Erwägungen (4 Absätze)

E. 1 Die "Freien Bürger Wichtrach" erhoben am 25. November 2019 Beschwerde gegen einen Entscheid des Regierungsstatthalteramts Bern-Mittelland vom 25. Oktober 2019 betreffend kommunale Wahlen. Das Verwaltungsgericht des Kantons Bern trat mit Urteil vom 8. Januar 2020 auf die Beschwerde nicht ein. Zur Begründung machte das Verwaltungsgericht zusammenfassend geltend, dass die "Freien Bürger Wichtrach" ihre Mitwirkungspflicht gemäss Art. 20 Abs. 1 VRPG missachtet hätten, weshalb das Erfüllen der Sachurteilsvoraussetzungen offen blieb.

E. 2 A.________ führt mit Eingabe vom 4. Februar 2020 (Postaufgabe 8. Februar 2020) Beschwerde in öffentlich-rechtlichen Angelegenheiten gegen das Urteil des Verwaltungsgerichts des Kantons Bern vom 8. Januar 2020. Das Bundesgericht verzichtet auf die Einholung von Vernehmlassungen.

E. 3 Nach Art. 42 Abs. 2 BGG ist in der Begründung einer Beschwerde in gedrängter Form darzulegen, inwiefern der angefochtene Entscheid Recht verletzt.

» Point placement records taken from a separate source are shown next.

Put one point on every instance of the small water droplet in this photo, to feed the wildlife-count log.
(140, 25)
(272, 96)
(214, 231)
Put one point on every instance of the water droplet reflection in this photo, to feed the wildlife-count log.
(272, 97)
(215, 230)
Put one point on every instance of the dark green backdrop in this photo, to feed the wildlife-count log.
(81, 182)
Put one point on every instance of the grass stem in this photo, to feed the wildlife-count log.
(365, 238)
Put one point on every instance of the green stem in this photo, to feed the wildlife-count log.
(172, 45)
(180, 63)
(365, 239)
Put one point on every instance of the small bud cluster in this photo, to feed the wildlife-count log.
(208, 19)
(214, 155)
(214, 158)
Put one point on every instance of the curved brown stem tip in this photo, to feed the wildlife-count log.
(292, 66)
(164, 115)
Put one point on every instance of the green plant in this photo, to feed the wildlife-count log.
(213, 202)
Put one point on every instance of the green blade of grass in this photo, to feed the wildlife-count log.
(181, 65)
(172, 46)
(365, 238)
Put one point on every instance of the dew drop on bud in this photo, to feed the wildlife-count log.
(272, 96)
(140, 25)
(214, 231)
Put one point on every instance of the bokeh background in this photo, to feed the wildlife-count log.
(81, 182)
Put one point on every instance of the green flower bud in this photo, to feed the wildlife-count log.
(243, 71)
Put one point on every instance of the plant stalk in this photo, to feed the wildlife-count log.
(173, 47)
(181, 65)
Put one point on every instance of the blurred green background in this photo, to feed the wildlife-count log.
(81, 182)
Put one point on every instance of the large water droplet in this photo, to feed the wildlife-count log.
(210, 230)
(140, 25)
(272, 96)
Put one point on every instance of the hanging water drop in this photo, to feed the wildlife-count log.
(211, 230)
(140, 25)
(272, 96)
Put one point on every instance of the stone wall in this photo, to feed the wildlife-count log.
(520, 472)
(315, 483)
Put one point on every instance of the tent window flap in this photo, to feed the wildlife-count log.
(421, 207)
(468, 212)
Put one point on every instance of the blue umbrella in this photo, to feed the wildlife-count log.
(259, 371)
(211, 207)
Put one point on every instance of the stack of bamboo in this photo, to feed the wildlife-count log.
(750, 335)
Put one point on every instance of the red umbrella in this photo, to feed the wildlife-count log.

Der Beschwerdeführer begründet seine Beschwerde nicht. Er vermag folglich nicht aufzuzeigen, inwiefern der verwaltungsgerichtliche Nichteintretensentscheid rechts- bzw. verfassungswidrig sein soll. Die Beschwerde genügt den gesetzlichen Formerfordernissen offensichtlich nicht, weshalb auf sie im vereinfachten Verfahren nach Art. 108 Abs. 1 BGG nicht einzutreten ist.

E. 4 Auf eine Kostenauflage ist zu verzichten (Art. 66 Abs. 1 BGG).

Dispositiv
  1. Auf die Beschwerde wird nicht eingetreten.
  2. Es werden keine Kosten erhoben.
  3. Dieses Urteil wird dem Beschwerdeführer, der Einwohnergemeinde Wichtrach, dem Regierungsstatthalteramt Bern-Mittelland und dem Verwaltungsgericht des Kantons Bern, Verwaltungsrechtliche Abteilung, Einzelrichter, schriftlich mitgeteilt.
Volltext (verifizierbarer Originaltext)

Bundesgericht I. Öffentlich-rechtliche Abteilung 11.02.2020 1C 77/2020 (1C_77/2020) Tribunal fédéral Ire Cour de droit public 11.02.2020 1C 77/2020 (1C_77/2020) Tribunale federale I Corte di diritto pubblico 11.02.2020 1C 77/2020 (1C_77/2020)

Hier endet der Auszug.